Selon l'ONU, cet ex-officier, qui a effectué plusieurs missions dans le monde comme casque bleu, est attendu vendredi à Amman, avant de se rendre à Sanaa et à Hodeida à des dates non précisées.

Aide humanitaire

La résolution réclame par ailleurs au secrétaire général de l'ONU Antonio Guterres de 'soumettre (au Conseil de sécurité) des propositions aussi vite que possible d'ici au 31 décembre sur la manière dont les Nations unies pourraient soutenir pleinement l'Accord de Stockholm comme l'ont réclamé les parties'.

Des diplomates ont évoqué la possibilité de déployer à Hodeida et ses environs entre 30 et 40 observateurs - des civils ayant des expériences militaires - pour garantir l'arrêt des hostilités et sécuriser l'acheminement de l'aide humanitaire. Des membres de l'avant-garde sont déjà en route pour la région, a précisé vendredi l'ONU.

Les consultations inter-yéménites en Suède ont notamment permis d'aboutir à un cessez-le-feu à Hodeida, entré en vigueur mardi, et à la décision d'un retrait des combattants de cette ville et de son port, crucial pour l'acheminement de l'aide humanitaire.

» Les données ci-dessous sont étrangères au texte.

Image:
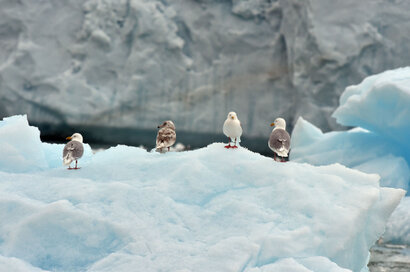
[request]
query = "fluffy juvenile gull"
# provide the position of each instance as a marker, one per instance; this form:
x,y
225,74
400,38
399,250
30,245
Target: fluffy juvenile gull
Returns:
x,y
279,140
233,130
73,150
166,136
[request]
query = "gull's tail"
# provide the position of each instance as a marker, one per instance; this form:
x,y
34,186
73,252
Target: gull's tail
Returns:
x,y
67,159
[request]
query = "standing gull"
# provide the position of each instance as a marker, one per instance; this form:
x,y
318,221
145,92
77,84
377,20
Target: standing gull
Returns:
x,y
233,130
166,136
279,140
73,150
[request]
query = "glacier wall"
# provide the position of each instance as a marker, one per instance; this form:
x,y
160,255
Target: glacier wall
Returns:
x,y
134,63
210,209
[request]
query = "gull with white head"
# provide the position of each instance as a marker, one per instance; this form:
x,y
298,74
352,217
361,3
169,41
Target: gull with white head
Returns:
x,y
73,150
279,140
233,130
166,136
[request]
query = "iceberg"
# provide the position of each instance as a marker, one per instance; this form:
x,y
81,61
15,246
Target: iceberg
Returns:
x,y
209,209
379,109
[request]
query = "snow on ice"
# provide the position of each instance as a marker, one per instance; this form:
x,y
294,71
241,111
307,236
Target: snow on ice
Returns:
x,y
379,108
209,209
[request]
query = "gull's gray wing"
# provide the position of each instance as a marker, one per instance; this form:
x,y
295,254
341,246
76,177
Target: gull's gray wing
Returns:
x,y
75,148
166,137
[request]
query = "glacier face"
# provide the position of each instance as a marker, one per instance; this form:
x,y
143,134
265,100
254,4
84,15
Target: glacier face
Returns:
x,y
210,209
134,63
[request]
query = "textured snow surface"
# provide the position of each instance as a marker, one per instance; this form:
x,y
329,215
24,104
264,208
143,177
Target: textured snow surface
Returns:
x,y
210,209
136,63
380,107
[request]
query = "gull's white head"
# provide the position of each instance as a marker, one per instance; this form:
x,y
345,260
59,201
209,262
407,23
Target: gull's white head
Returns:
x,y
279,123
76,137
232,116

Les ports d'Al-Salif et de Ras Issa sont également concernés par des mesures de cessation des hostilités et d'évacuation de combattants. Un accord est aussi intervenu pour un échange de prisonniers, qui est également entériné par la résolution du Conseil de sécurité.

Longues tractations

Les rebelles chiites Houthis et les forces gouvernementales soutenues par la coalition arabe dirigée par l'Arabie saoudite avaient donné en Suède leur accord pour que l'ONU supervise les activités du port de Hodeida.

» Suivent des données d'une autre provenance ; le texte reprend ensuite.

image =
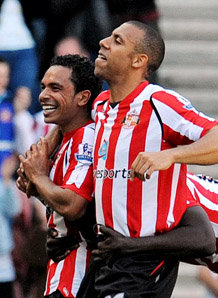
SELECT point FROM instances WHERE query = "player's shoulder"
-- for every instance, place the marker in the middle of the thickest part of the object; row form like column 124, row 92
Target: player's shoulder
column 167, row 95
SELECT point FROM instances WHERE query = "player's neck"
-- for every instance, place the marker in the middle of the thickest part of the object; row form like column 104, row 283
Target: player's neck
column 119, row 91
column 79, row 120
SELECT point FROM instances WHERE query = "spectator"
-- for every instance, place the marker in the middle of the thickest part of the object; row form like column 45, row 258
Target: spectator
column 70, row 45
column 9, row 208
column 75, row 18
column 18, row 46
column 24, row 121
column 6, row 113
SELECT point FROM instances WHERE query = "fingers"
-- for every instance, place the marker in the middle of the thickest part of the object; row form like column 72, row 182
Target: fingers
column 21, row 185
column 52, row 232
column 30, row 189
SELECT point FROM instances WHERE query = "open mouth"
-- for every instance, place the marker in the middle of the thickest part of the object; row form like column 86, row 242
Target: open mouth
column 48, row 108
column 101, row 56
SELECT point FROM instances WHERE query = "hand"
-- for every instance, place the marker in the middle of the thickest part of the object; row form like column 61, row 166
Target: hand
column 24, row 184
column 22, row 180
column 37, row 161
column 147, row 162
column 59, row 248
column 8, row 167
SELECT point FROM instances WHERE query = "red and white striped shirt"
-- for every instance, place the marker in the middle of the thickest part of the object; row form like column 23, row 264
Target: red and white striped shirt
column 72, row 169
column 205, row 192
column 149, row 119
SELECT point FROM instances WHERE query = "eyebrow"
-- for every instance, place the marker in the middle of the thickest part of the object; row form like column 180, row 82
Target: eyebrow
column 55, row 84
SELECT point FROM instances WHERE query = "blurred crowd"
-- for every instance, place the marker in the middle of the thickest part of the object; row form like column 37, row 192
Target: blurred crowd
column 31, row 33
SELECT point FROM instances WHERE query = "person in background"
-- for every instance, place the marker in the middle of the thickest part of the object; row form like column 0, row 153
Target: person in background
column 70, row 45
column 9, row 209
column 23, row 120
column 18, row 46
column 7, row 135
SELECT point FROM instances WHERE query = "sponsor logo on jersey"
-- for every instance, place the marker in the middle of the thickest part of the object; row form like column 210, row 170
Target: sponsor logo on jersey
column 131, row 120
column 103, row 151
column 85, row 153
column 112, row 174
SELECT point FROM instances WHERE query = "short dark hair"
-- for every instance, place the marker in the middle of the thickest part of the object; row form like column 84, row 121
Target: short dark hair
column 152, row 44
column 82, row 74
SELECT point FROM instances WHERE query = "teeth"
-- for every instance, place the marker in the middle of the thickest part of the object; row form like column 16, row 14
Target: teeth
column 48, row 108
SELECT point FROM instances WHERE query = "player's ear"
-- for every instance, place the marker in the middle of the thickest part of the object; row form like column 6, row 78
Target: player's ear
column 140, row 60
column 83, row 97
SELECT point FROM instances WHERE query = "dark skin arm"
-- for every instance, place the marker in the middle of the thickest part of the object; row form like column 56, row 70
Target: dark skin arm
column 193, row 238
column 36, row 166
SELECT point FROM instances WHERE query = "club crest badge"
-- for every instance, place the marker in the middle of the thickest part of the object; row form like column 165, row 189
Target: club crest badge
column 85, row 153
column 131, row 120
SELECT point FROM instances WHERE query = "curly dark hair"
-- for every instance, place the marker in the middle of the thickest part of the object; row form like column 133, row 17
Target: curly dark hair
column 82, row 74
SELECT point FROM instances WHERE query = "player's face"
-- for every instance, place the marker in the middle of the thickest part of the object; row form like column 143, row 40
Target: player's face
column 57, row 96
column 116, row 52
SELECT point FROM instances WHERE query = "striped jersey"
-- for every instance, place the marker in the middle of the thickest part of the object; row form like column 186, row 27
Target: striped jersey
column 149, row 119
column 205, row 191
column 72, row 169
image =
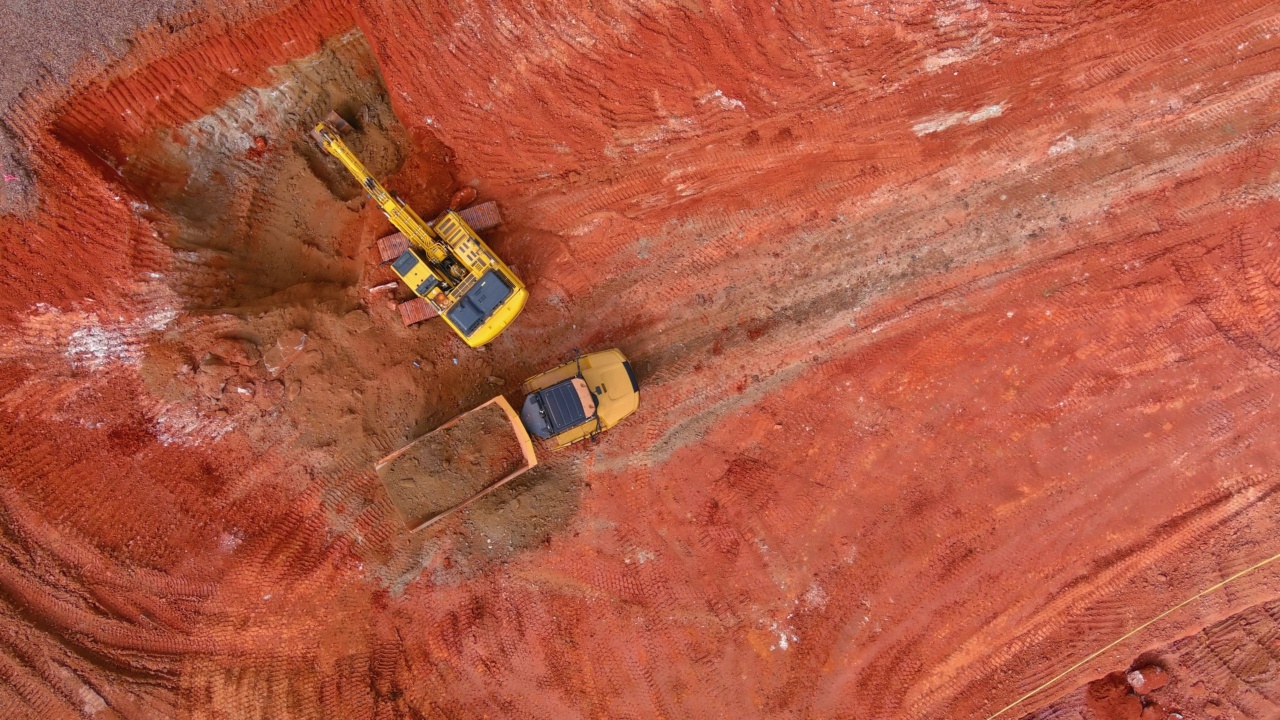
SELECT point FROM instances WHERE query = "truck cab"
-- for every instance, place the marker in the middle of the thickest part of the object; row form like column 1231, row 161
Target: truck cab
column 580, row 399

Cette ville portuaire par où transite la majeure partie de l'aide humanitaire destinée au Yémen est un enjeu stratégique dans la guerre opposant depuis 2015 les Houthis, appuyés par l'Iran, aux forces progouvernementales.

Il y a une semaine, au lendemain des accords obtenus en Suède, l'émissaire de l'ONU pour le Yémen, Martin Griffiths, avait réclamé au Conseil de sécurité un déploiement d'observateurs en urgence.

Les discussions entre membres du Conseil de sécurité ont cependant traîné en longueur. Le texte a été amendé à plusieurs reprises cette semaine à la demande des Etats-Unis, de la Russie ou du Koweït.

Le 8 décembre, l'ONU avait estimé que jusqu'à 20 millions de personnes étaient 'en situation d'insécurité alimentaire' au Yémen, où la guerre a fait au moins 10'000 morts depuis plus de quatre ans.